We went to the moon in 1969 ya? Why is it so difficult to re enact that? Why is SpaceX doing it and not NASA? I’ve seen/heard of a few unsuccessful test runs but I’m not super up to date with our space journeys. But don’t we have this technology/engineering capability?

I don’t mean to be arrogant but can someone explain it to me?

In: 0

28 Answers

Anonymous 0 Comments

The idea here is to make access to space massively cheaper, in this case to make colonising Mars affordable. The vehicles are designed to be fully reusable and to be cheaply mass-produced. Each rocket will launch many times so confidence can build up that it’s working well and reliably. In contrast, the Saturn V moon rocket was built in small numbers and everything had to be checked to be sure it was perfect before its first launch, making it very, very expensive. Then it was thrown away after that one launch.

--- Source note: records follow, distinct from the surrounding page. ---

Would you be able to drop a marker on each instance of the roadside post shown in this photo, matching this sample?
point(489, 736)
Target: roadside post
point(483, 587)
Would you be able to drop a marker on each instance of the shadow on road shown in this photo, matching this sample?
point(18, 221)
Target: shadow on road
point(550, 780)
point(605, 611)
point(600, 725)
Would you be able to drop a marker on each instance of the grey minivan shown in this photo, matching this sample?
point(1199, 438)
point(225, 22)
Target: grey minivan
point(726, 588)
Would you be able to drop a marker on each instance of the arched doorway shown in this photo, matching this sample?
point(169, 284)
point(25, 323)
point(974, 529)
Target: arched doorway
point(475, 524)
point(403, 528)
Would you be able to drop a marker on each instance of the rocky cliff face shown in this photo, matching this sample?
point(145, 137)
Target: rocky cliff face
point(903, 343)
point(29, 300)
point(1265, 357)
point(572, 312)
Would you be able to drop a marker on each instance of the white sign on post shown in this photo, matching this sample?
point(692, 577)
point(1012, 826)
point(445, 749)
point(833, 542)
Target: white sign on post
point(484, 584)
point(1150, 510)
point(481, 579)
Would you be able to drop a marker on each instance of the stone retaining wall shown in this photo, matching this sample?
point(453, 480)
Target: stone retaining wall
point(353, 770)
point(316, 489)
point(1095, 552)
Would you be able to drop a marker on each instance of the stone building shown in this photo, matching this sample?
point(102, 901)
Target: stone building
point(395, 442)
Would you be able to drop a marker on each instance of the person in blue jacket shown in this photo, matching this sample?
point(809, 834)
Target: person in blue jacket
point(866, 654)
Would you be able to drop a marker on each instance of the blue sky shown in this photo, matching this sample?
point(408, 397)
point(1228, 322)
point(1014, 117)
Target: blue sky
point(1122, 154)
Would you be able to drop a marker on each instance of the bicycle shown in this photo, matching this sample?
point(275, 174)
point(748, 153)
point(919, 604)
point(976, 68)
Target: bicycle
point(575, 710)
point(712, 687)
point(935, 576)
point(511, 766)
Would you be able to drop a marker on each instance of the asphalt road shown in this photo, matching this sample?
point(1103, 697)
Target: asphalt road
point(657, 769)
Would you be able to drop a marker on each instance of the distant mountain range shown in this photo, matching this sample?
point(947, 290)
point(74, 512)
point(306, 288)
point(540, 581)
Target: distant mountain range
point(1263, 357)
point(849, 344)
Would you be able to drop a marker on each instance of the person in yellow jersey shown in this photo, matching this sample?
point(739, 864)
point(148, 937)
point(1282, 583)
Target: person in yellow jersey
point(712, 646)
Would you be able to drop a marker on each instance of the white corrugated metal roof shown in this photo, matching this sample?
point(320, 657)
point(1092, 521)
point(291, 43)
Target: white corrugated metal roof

NASA seems to have become conservative over the decades and was burned by its experience trying to build the Space Shuttle that was also supposed to be cheap by being reusable. SpaceX saw a different approach but couldn’t convince NASA or others and had to develop the technology themselves. A key strategy has been to take risks and learn by testing often, with frequent failures driving very fast development. NASA has grown to view testing failures as public relations disasters so they design everything to be perfect the first time. This makes for very conservative designs and extremely slow progress. SpaceX will change direction and redesign often but NASA will cling to old, dubious choices, often for political rather than engineering reasons.